Un film près des corps et de ses personnages
Pour laisser transparaître cette humanité justement, les réalisateurs ont pris le parti de filmer les acteurs et actrices à leur niveau : lors de l’enfance de Mona, la caméra suit majoritairement cette famille d’après le regard de l’enfant, s’y adapte, se met à sa taille, grandira par la suite, avec le personnage. Le film entretient une grande proximité avec les corps, les tissus, sur lesquels on peut apercevoir les plis, les peluches, les premières rides sur la peau, ses craquelures. Film des corps donc, qui les montre parfois encombrant, trop gros, trop resserré sur soi, qui entrave, à l’image de la relation entre Mona et sa belle-mère, qui apparaît comme une figure double, familière et étrangère. Les bruits de la vie quotidienne, qui nous entourent, achèvent de nous faire pénétrer à l’intérieur de la perception du monde de Mona et nous permettent d’adhérer complètement à ses ressentis.

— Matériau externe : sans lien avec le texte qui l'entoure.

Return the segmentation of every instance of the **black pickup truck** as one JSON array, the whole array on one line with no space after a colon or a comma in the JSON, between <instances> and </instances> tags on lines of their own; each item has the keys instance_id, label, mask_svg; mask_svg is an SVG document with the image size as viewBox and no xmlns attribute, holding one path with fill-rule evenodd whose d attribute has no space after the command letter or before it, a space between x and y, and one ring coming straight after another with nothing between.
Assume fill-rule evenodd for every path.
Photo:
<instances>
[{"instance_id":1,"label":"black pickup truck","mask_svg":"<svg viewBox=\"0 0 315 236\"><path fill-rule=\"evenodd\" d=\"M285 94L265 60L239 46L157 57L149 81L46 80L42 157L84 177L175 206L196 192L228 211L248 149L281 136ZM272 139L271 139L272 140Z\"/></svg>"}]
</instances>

La pression de la charge mentale dès l’enfance
Cette réalisation proche de son actrice permet de ressentir d’autant plus tout le poids de la charge mentale qui pèse de plus en plus sur les épaules de Mona. Thème central du film, elle s’illustre à travers une femme qui a appris dès son enfance à réfréner ses émotions pour rester à l’écoute de tous, et surtout de sa belle-mère. Le film enfonce le personnage progressivement dans ses barrières émotionnelles, dans un masque de neutralité et de fragilité, jusqu’à la toute fin : elle cherchera tout le temps à satisfaire ceux qu’elles aiment, à les supporter, sans se soucier une seule fois de ce qu’elle-même peut ressentir.

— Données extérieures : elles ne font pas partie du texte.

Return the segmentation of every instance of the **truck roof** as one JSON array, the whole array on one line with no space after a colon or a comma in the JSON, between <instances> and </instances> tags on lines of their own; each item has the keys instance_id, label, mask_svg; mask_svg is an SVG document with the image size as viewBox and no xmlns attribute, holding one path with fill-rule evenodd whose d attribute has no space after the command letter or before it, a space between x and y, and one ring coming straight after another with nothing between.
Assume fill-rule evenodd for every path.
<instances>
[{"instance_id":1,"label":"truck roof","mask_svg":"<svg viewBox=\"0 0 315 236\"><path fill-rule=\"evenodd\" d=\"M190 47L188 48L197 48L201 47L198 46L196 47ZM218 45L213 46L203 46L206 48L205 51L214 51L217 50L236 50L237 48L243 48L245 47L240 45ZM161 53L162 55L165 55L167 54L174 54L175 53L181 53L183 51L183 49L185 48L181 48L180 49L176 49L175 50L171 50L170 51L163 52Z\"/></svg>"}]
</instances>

Un rythme cyclique qui enferme Mona
Et c’est tout l’intérêt de suivre cette femme depuis son enfance jusqu’à sa trentaine, environ : le film illustre parfaitement les conséquences de réflexes adoptés tôt sur la vie d’une adulte. C’est d’ailleurs ce motif en aller-retour qui s’impose : divisé en trois parties, chacune achevée par la même joyeuse chanson de Noël, le film impose un rythme cyclique aux spectateurs, de même que les réactions de Mona dans le film sont des répétitions, des échos de ce qu’elle a déjà ressenti et vécu plus tôt, face à des accusations répétées par sa famille. Ainsi, Mona se retrouve prise au piège, enfermée dans son caractère trop doux, trop gentil, et dans des schémas toxiques qui la rendent de plus en plus vulnérable, la privant de son propre épanouissement tandis qu’elle œuvre à celui des autres.
Voilà donc pour Becoming Mona, que nous ne pouvons que grandement vous conseiller : bouleversant et touchant, le drame familial prend des allures de films de Thomas Vinterberg, notamment dans son travail avec Festen, et promet de prochains grands films pour ces deux réalisateurs.